As you can easily see the modern versions abruptly end the Lord’s Prayer with "evil (one)" completely omitting the Doxology. It is this phrase in particular (i.e. "For thine is the kingdom, and the power, and the glory, for ever. Amen") that we want to discuss in this article.

James White made the following comments concerning this passage of Scripture:

The "Lord’s Prayer" of Matthew 6 is an excellent text for illustrating how scribal expansion took place in the context of a passage that was deeply ingrained in the Christian liturgy from the earliest times. Not only does the "long ending" in verse 13 provide a valuable insight into the habits of the scribes, but the many efforts at harmonizing Luke’s much abbreviated version in Luke 11:2-4 are of great interest as well (White, _The King James Only Controversy_, p. 252)​
These are some interesting assertions on the part of Mr. White. The only problem is they are simply that—ASSERTIONS. Mr. White offers no real proof that what he is hypothesizing is actually what happened here in Matt. 6:13. White goes on to comment that in some of the manuscripts (MSS) that do contain the Doxology do so with slight variance. White attempts to use this as proof that it was an addition and not an omission by stating, "This kind of ‘variant cluster’ is a sure sign of a later addition (Ibid)." While this conjecture may conveniently serve White’s purpose of trying to discredit the authenticity of Matt. 6:13b it is poor scholarship at best. A simple examination of the Nestle/Aland 27th edition Greek Text would show that there are an extensive amount of variant readings which are supported by modern scholarship (White included). Surely Mr. White is not advocating that we throw out all these passages because there exists a "variant cluster" is he? In passing, I would like to make some comments regarding White’s statement about "Luke’s much abbreviated version in Luke 11:2-4". The "scholarship only" crowd is renowned for preferring the "abbreviated" text. What White ‘failed’ to point out is that Luke’s text WAS the abbreviated text; however, it must not have been abbreviated enough for them (NIV, NASV, NRSV, et al.) because they once again took out their textual scythe and removed *20* words from Luke’s "abbreviated version" (viz. "Our...which art in Heaven...thy will be done, as in heaven, so in earth...but deliver us from evil.").

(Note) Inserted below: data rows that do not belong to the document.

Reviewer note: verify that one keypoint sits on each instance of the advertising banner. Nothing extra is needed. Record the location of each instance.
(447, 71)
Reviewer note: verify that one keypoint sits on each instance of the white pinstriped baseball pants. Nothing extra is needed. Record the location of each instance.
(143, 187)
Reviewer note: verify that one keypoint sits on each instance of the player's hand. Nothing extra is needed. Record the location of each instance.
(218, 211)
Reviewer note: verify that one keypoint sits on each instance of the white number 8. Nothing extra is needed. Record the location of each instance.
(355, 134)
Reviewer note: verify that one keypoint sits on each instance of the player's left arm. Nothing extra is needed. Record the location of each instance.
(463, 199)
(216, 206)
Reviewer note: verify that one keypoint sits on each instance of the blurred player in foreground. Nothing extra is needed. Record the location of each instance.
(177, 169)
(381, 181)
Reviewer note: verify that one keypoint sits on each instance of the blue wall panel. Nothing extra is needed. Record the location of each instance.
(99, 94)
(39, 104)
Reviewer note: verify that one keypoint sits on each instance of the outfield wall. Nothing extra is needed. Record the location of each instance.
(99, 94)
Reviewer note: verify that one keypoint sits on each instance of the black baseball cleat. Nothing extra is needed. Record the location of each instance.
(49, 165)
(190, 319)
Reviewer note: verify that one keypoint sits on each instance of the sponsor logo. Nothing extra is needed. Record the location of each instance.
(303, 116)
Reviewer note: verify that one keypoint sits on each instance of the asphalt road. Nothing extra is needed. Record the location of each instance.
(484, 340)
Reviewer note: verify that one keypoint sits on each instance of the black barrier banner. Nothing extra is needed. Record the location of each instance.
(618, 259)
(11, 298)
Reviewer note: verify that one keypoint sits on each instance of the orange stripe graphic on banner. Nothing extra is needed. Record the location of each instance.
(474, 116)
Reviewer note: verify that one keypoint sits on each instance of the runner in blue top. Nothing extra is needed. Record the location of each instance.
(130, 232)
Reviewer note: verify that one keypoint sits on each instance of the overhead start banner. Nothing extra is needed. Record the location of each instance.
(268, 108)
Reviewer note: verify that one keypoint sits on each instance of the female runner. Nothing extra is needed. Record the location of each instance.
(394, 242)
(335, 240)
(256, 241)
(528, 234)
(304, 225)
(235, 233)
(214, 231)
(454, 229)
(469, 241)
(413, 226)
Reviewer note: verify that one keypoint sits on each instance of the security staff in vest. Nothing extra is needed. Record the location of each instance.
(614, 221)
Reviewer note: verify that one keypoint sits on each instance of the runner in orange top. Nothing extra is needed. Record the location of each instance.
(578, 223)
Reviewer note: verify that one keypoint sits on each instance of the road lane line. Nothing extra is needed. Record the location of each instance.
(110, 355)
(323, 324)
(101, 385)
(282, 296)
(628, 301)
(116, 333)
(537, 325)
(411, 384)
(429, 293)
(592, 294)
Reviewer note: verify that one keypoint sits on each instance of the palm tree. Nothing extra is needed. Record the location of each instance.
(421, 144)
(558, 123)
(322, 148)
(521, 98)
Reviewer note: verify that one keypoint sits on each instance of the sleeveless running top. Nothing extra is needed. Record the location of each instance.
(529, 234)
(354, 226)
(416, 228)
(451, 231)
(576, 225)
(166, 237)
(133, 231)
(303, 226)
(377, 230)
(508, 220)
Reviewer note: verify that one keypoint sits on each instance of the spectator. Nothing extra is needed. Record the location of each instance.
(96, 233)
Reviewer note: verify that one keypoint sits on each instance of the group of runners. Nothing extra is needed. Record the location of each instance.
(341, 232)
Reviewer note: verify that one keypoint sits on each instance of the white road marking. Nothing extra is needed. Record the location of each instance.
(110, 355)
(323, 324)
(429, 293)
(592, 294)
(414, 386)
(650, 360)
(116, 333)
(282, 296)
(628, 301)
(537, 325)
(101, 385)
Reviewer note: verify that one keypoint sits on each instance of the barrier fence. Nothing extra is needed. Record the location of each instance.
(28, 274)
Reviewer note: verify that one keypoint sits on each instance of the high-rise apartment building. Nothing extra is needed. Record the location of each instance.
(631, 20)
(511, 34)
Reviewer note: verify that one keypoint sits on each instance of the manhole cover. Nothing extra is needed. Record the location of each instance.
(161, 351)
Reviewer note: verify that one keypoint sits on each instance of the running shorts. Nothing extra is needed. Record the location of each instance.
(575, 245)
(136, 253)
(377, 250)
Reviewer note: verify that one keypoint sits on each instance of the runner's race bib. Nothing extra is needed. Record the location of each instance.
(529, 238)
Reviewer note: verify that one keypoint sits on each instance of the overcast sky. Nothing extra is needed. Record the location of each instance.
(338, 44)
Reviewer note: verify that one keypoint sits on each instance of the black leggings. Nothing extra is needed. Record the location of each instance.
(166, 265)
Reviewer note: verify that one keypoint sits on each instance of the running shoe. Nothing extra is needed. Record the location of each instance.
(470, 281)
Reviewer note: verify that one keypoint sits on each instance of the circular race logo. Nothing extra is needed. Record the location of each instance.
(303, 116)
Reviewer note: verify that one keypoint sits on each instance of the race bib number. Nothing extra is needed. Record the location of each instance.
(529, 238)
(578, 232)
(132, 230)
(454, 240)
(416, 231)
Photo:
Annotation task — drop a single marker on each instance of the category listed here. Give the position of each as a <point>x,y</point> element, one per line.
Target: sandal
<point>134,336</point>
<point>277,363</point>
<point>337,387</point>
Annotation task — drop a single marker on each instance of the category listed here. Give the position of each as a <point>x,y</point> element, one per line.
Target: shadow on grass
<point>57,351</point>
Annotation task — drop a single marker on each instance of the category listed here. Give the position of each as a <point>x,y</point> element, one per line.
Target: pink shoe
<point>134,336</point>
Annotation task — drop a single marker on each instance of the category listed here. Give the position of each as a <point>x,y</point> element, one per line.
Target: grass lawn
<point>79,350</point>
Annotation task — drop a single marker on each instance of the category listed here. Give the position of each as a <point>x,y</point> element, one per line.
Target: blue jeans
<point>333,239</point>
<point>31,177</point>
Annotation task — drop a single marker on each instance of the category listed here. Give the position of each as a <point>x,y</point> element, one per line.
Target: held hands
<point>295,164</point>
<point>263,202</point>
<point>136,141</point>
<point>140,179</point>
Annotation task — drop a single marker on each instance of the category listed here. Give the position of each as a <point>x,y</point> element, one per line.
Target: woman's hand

In his book, _The Causes of Corruption of the Traditional Text Vol. II_, Dean John William Burgon sets forth in most exquisite fashion the reason the Doxology is wanting in a few of the MSS. Burgon clearly demonstrates how that Liturgical use has been the cause of this corruption. It was common in the Liturgy for the choir to recite the Lord’s Prayer down to "And deliver us from evil". At that point the choir would fall silent and the priest would then end the prayer with the words, "For thine is the kingdom, and the power, and the glory, for ever. Amen." Due to this practice it is quite easy to see how the Doxology has been omitted from a few of the ancient MSS. As Burgon pointed out "it proves on inquiry to be the very few MSS.,--not the very many,--which have been depraved (Ibid, p.87)." Most likely the reason Mr. White is confused about this issue is because that is the way he was taught. The ‘scholars’ for the last 400 yrs. or so have been influenced greatly by an erroneous note in the Complutensian Polyglott (1514). The note reads as follows:

In the Greek copies, after _And deliver us from evil_, follows _For thine is the kingdom, and the power, and the glory, for ever_. But it is to be noted that in the Greek liturgy, after the choir has said _And deliver us from evil_, it is the Priest who responds as above: and those words, according to the Greeks, the priest alone may pronounce. This makes it probable that the words in question are no integral part of the LORD’S Prayer: but that certain copyists inserted them in error, supposing, from their use in the liturgy, that they formed part of the text.​
So as you can see White was only parroting what he had read or either what he had been taught. Burgon established that this hypothesis was incorrect and showed that had this been true it would have no doubt resulted in the "very many" MSS. omitting the phrase while the "very few MSS." would have added it. The evidence just does not support such a hypothesis---it didn’t in 1514 and it doesn’t today as we shall soon see. The Dean summed it up this way, "In no conceivable way, on the other hand, could that briefer formula have resulted from the practice of the ancient Church. The thing, I repeat, is simply impossible (Burgon, _The Causes of Corruption_, pp.. 84-85)."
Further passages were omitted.